Saint Mary Mazzarello was the co-foundress of the Salesian Sisters (FMAs) with Don Bosco, intelligent, strong-willed, endowed with great emotional balance. After a period of illness she devoted her life to the education of the girls in Mornese, through a sewing and dressmaking workshop, a feastday oratory, and a home for little girls without parents. A meeting with Don Bosco (1864) was decisive as he suggested to her a way of broadening her desire for the apostolate. So together on August 5, 1872, they founded a new religious family for the benefit of the young. From this splendid fruit grew a great new apostolic enterprise which today numbers about 15,000 sisters with such splendid examples of holiness as the three blesseds Madeleine Morano, Maria Romero, and Eusebia Palomino and many other women of God.
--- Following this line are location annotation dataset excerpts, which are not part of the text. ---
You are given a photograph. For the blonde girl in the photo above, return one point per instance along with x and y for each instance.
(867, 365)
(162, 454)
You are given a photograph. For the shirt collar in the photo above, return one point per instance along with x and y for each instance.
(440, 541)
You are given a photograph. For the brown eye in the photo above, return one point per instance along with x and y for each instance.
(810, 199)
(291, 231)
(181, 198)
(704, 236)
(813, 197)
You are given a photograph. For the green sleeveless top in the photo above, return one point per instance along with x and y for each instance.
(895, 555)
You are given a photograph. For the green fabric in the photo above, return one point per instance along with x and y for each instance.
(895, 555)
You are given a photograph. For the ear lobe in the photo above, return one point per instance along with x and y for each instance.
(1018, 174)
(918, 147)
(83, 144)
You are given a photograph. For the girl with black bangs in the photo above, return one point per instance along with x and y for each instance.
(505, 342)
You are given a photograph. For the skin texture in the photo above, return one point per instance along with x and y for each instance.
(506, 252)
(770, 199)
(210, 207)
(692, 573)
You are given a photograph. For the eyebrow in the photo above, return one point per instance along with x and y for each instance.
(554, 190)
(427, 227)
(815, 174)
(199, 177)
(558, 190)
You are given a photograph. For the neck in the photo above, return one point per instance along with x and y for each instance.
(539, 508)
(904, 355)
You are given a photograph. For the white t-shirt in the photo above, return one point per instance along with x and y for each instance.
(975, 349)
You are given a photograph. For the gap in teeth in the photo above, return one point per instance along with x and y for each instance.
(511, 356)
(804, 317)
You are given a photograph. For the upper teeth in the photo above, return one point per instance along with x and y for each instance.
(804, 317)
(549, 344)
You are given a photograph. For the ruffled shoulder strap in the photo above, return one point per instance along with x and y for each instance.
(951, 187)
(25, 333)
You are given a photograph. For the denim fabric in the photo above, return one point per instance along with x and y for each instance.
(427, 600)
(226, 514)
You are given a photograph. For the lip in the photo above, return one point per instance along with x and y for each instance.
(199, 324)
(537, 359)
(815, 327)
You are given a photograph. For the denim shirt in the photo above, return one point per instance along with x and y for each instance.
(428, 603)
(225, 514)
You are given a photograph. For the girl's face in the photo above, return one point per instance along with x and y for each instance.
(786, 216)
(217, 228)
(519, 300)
Among the Salesian Cooperators is Blessed Alexandrina da Costa, whose life was marked by the serious accident she had from escaping a violent attack that left her immobile for over 30 years, sustained spiritually but also physically by the Holy Eucharist; for 13 years her only food was the consecrated host. She made her promise as a Cooperator and offered her sufferings for the Salesian mission to the young.
Then there is the Servant of God Attilio Giordani, who decided to leave for Brazil with his wife, and with his children devoted his life to voluntary service; and again Cardinal Joseph Guarino, who welcomed the first Salesians to Sicily and gave them an inheritance that enabled them to open the houses at Alì for the FMAs and Messina for the SDBs, and with a Salesian spirit in 1889 founded the Apostles of the Holy Family.
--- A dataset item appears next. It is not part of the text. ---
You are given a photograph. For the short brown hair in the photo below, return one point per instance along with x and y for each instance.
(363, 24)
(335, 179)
Blessed Louis Variara, a Salesian dedicated to the welfare of the least fortunate, especially the lepers in the Agua de Dios colony, transformed the lives of the 800 sick people and the other inhabitants, helping them in a way that was both full of cheerfulness and deeply spiritual. Then he gathered together from among the lepers a group of young women to share his apostolic passion and founded in 1905 the Daughters of the Sacred Hearts of Jesus and Mary.
Also highly significant was the life of Bishop Joseph Cognata of Bova Marina, founder of the Oblates of the Sacred Heart. The indescribable suffering brought about by the calumnies which led to his having to put aside his role as bishop for 22 years did not weaken his faith. He was rehabilitated, and now work is in progress to move forward the cause of his beatification.
The few lines of an article are not enough to speak about Salesian holiness; the list is a long one: Blessed Artemides Zatti, Ceferino Namuncurá, Laura Vicuña, Simon Srugi, Maria Troncatti; Fr. Joseph Quadrio, Bishop Stephen Ferrando, Fr. Charles dalla Torre, St. Louis Versiglia, St. Callistus Caravario, Fr. Vincent Cimatti, the martyrs in Spain and in Poland. The tiny seed has indeed become a large tree “weighed down” with good fruit!
I should like to finish, however, with one of the Volunteers with Don Bosco, Nino Baglieri, who died two years ago: a life considered worthy of a future process of beatification. A builder, at 17 years of age he fell from a scaffold and was totally paralyzed. At first he lived in a mood of rebellion, but then the Spirit entered his heart. He began to make of his situation an intense offering and prayer, becoming for many people a spiritual focal point. He learned to write using his mouth, and this enabled him to leave behind some precious testimonies: “No one is excluded from holiness; it depends on us, on how we say our ‘Yes’ to the Lord. And if someone hears in his heart the voice of the Lord calling him to follow Him in consecrated life, don’t be afraid to say your own complete ‘Yes.’ A yes to life!”
Today the Salesian Family has 8 saints, 110 blesseds, 8 venerables, and 28 servants of God. Holiness is waiting for us.